Founded in 2013, PitchBook offers commission-free trading in stocks, ETFs, options and cryptocurrencies, as well as margin. The company sends customer orders to marketers such as Citadel Securities, Virtu Americas and G1X Execution Services. It had 1,281 employees in 2020.
Robinhood said on Monday that he had added another $ 2.4 billion in a round led by
Ribbit Capital.
The financing came after the company raised $ 1 billion from current investors last week.
The company Menlo Park, California, came under pressure after Robinhood restricted trading in GameStop (ticker: GME) and other shares. The move has sparked outrage among its customers, investors and on Wall Street. Even Representative Alexandria Ocasio-Cortez (DN.Y.), and other legislators, wrote
Twitter
that Congress should look deeper into the actions of Robinhood.
According to Robinhood, Robinhood attempted to explain his actions, claiming that the clearinghouse requirement required the company to trade in order to restrict trading in certain shares. The company said the clearinghouse’s deposit requirements had risen to ten times the normal number, and Robinhood “had to take steps to limit the purchase of the volatile bonds to ensure we could comfortably meet our requirements.”
The anger over Robinhood’s tactics did not dampen its popularity. The app was downloaded more than one million times last week. As a result, one hedge fund CEO said Robinhood’s stock market was likely to remain a winner. “If they have growing users and have a plan to address the PFOF issues with Citadel, I think they can still be revealed with some Twitter haters out there,” the CEO said.
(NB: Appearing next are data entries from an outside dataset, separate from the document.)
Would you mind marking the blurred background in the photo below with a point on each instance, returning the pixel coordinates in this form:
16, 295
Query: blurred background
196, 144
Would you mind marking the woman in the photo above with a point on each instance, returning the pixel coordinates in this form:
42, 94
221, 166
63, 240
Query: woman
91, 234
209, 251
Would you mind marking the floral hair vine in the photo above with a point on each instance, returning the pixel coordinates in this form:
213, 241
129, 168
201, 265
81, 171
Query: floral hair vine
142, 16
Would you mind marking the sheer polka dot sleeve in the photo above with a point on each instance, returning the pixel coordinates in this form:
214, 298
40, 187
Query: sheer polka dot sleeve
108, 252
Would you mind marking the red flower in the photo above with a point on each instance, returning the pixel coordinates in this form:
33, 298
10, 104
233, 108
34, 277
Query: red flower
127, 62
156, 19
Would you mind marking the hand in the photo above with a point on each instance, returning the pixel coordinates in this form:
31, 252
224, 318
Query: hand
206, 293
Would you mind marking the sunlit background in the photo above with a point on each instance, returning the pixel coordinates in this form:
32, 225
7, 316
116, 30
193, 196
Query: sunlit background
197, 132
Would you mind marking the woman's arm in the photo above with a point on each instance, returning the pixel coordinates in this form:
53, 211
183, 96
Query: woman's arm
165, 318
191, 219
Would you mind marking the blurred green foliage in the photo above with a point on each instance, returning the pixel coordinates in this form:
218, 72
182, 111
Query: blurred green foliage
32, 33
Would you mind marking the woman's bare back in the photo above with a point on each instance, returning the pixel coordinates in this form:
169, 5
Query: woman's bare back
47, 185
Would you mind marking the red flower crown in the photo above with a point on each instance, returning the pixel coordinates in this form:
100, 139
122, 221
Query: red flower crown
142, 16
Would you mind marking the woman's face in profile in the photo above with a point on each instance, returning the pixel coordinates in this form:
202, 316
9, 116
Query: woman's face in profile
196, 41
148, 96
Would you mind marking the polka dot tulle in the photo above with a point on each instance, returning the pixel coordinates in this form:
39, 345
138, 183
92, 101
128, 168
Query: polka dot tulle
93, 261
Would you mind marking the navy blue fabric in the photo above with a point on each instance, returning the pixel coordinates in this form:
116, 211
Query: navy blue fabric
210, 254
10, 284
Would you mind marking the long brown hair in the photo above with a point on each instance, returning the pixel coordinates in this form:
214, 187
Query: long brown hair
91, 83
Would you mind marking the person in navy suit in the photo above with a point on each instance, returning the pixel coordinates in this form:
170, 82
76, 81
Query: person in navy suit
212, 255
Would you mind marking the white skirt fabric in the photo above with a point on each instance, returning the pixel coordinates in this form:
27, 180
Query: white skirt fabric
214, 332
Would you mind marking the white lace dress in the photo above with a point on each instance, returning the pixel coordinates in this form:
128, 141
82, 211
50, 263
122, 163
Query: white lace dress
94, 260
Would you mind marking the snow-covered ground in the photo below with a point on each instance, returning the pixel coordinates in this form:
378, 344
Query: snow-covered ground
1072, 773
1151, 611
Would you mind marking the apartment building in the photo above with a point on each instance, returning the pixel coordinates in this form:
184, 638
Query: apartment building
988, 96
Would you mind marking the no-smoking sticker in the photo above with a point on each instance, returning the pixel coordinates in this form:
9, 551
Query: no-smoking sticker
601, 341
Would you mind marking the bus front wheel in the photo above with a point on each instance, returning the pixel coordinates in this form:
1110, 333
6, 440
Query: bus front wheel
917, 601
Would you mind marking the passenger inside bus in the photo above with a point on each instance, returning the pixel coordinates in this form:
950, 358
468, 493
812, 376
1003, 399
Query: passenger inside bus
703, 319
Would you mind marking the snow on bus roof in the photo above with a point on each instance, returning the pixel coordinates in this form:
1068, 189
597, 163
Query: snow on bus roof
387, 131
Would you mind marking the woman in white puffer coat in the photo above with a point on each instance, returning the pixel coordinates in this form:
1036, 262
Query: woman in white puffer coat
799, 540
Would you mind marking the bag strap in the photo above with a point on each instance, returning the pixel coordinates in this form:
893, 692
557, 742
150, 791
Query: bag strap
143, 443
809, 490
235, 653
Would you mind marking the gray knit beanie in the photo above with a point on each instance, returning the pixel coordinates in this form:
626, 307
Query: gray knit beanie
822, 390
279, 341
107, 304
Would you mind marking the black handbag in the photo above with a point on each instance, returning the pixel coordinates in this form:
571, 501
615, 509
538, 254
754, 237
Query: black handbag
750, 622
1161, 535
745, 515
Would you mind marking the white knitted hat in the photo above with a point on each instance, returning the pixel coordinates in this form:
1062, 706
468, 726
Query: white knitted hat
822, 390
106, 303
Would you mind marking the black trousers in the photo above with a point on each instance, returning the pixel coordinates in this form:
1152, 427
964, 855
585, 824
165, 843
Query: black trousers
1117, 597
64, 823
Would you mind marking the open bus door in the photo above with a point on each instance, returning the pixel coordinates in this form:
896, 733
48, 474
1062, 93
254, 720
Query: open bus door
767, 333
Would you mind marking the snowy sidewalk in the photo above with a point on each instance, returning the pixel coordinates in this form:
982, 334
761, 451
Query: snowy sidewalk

PFOF refers to payment for order flow. Trades on Robinhood are sold to market makers, or large companies like Citadel.
A message will leave Robinhood investors. These include D1 Capital Partners, Sequoia Capital, NEA, 9 Yards Capital and Unusual Ventures. Some of Robinhood’s earliest supporters, such as Index Ventures, Draper Associates and Andreessen Horowitz, participated in the company’s $ 3 million seed round in 2013.
Index Ventures and Draper declined to comment. Ribbit, Sequoia, NEA, 9 Yards and Andreessen did not return messages for comment.